Galileo est parti

©AFP

Une fusée russe Soyouz a décollé de Guyane française pour la première fois de son histoire, emportant à son bord les deux premiers satellites de Galileo, projet européen concurrent du GPS américain.

Malgré la pluie s'abattant sur le pas de tir de Sinnamary, commune voisine de Kourou, le portique mobile haut de 53 mètres protégeant le mythique lanceur russe Soyouz l'a libéré vers 06H30 heure locale.

Puis les puissants moteurs de Soyouz se sont allumés comme prévu une heure plus tard, embrasant d'une vive lueur jaune les sombres nuages bas sous les applaudissements des nombreux journalistes et employés du Centre spatial guyanais (CSG) venus assister à cette première historique.

Environ deux minutes plus tard, la fusée s'est séparée des quatre propulseurs qui constituent son premier étage, poursuivant sa course vers l'espace.

Moins de dix minutes après le décollage, le troisième étage du lanceur s'est décroché de l'étage supérieur "Fregat" qui renferme les deux satellites.
"Fregat" a alors allumé son propre moteur, pour venir placer les satellites en orbite, à plus de 23.000 km d'altitude.

"Nous allons survoler l'Asie, l'Indonésie, l'Océan indien et dans un peu plus de trois heures, alors que nous serons au sud de l'Australie, "Fregat" se rallumera une deuxième fois, et un peu plus tard, si tout va bien, nous verrons la séparation" des deux satellites Galileo pour leur mise sur orbite circulaire, a expliqué PDG d'Arianespace, Jean-Yves Le Gall.

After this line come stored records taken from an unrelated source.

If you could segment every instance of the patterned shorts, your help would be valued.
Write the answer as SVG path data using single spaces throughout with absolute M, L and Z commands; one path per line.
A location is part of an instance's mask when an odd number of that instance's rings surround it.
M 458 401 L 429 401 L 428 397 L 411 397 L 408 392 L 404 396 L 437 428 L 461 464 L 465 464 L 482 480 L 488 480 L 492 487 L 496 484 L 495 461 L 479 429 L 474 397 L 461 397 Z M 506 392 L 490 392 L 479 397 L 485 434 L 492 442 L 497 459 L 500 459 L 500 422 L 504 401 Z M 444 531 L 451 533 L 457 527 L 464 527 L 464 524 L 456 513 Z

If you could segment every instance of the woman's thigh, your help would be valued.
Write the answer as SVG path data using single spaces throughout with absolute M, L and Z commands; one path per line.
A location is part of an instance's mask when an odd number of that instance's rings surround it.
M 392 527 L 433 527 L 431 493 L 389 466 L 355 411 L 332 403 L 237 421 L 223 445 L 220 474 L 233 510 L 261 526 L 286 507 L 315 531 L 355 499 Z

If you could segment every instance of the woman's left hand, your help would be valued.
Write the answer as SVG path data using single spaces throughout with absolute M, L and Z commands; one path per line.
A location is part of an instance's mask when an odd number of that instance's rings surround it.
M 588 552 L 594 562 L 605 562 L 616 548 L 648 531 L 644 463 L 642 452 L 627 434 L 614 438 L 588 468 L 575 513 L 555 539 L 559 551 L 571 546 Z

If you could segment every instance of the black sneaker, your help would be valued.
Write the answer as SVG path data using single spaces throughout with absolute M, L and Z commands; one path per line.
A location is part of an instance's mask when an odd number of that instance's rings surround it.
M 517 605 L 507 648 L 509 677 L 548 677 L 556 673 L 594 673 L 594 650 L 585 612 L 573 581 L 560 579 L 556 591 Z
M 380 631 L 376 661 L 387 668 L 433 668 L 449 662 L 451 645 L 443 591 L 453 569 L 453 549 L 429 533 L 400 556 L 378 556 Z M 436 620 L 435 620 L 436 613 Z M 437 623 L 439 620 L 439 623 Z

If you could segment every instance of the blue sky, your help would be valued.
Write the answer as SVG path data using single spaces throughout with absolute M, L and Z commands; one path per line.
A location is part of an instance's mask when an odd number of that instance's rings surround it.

Au total, cette mission, prévue initialement jeudi mais reportée de 24 heures en raison d'une vanne défectueuse, doit s'achever après 3 heures et 50 minutes de vol.

Financé à 100% par la Commission européenne et mis en oeuvre par l'Agence spatiale européenne (ESA), Galileo, qui est emporté dans l'espace par Soyouz,  assure pouvoir fournir une meilleure couverture et une meilleure précision que ses concurrents (GPS américain et GLONASS russe).

Alors que le GPS dispose de 24 satellites (dont trois de secours) à 20.200 km d'altitude, Galileo prévoit d'en aligner 30 (dont trois de secours également) à 23.222 km.

Lancer d'un seul coup les deux premiers satellites opérationnels Galileo, d'un poids de 700 kg chacun, avec une fusée Soyouz depuis ses bases habituelles de Plessetsk (Russie) ou Baïkonour (Kazakhstan) aurait été impossible.

Pour son 1.777e tir, le lanceur russe a en effet bénéficié en Guyane française d'un coup de pouce fourni par la rotation de la Terre, beaucoup plus importante à proximité de l'Equateur. Cet "effet de fronde" permet d'augmenter considérablement sa charge utile.

Afin de tirer tout le bénéfice de l'expérience et de la fiabilité éprouvée du lanceur russe, Soyouz ("Union" en russe) est opéré au CSG avec le minimum de modifications possible par rapport à sa configuration d'origine.

Le Centre national d'études spatiales (CNES) français et l'agence spatiale européenne (ESA) lui ont donc bâti un site "sur mesure" à Sinnamary, à 13 km des ensembles de lancement d'Ariane 5.